Конец дискуссии положил Феликс, сообщивший, что гостевой дом вполне готов для того, чтобы принять Фила, и ему хотелось бы проводить туда и отца, и сына, чтобы они посмотрели дом. Он сознался, что втайне негодовал на рабочих, которые не успели закончить работы до приема, но все же снял их с гостевого дома и переключил на более неотложные работы.
– Но сейчас для твоего отца все готово, – сказал он Ройбену, – и я сгораю от нетерпения показать ему будущее жилье.
Они сразу отправились к Филу, который только-только сам закончил завтрак, и втроем отправились на короткую прогулку под моросящим дождем.
Рабочих там уже не было; весь строительный мусор они убрали, и «маленький шедевр» – так Феликс называл это здание – был полностью готов для осмотра.
Это был просторный коттедж с островерхой крышей, покрытой серебристо-серым гонтом, и каменной трубой. По обе стороны от двустворчатых дверей были разбиты клумбы, которым весной предстояло вспыхнуть цветочным многоцветьем, а на стенах были укреплены решетчатые шпалеры, ожидавшие тепла, чтобы стать опорой для виноградных лоз.

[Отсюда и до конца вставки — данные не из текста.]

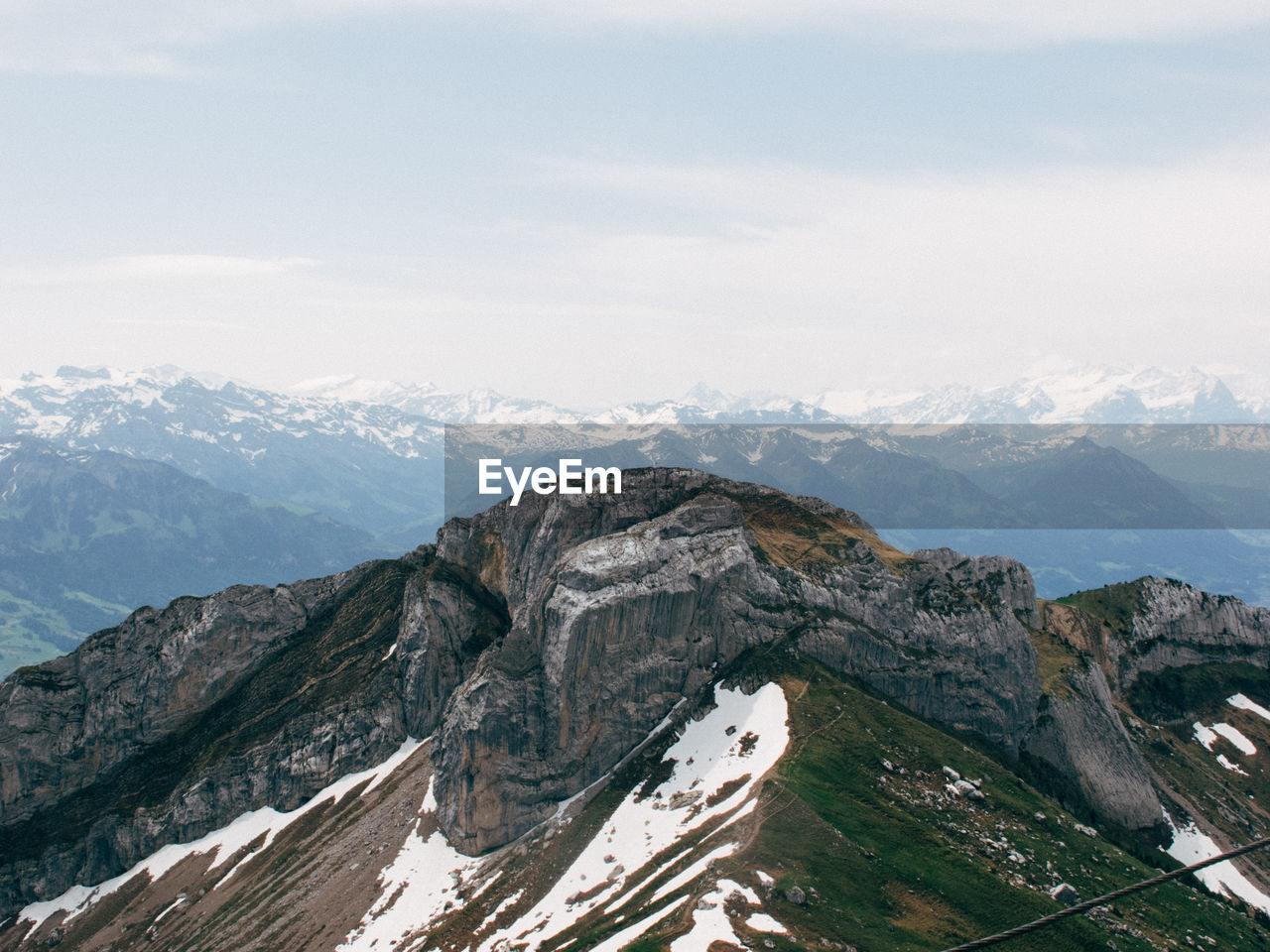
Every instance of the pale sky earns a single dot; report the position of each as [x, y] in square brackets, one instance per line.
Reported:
[611, 200]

– Мне сказали, что это всегда было одним из самых красивых мест во всем имении, – пояснил Феликс. За коттеджем восстановили небольшое патио из старых, теперь заново отшлифованных каменных плит, где Фил сможет бывать весной и летом. Здесь тоже предусматривался красивый цветник. Это место подходит для гераней, сказал Феликс. Герани любят морской воздух. Это будет замечательное зрелище, пообещал он. За шпалерами росли огромные старые рододендроны; Феликс пообещал, что когда они расцветут, здесь будет пышное облако из пурпурных лепестков. Ему рассказывали, – сообщил Феликс, – что в прежние времена дом был целиком увит жимолостью, и бугенвиллеей, и плющом, и он решил, что так должно быть и впредь.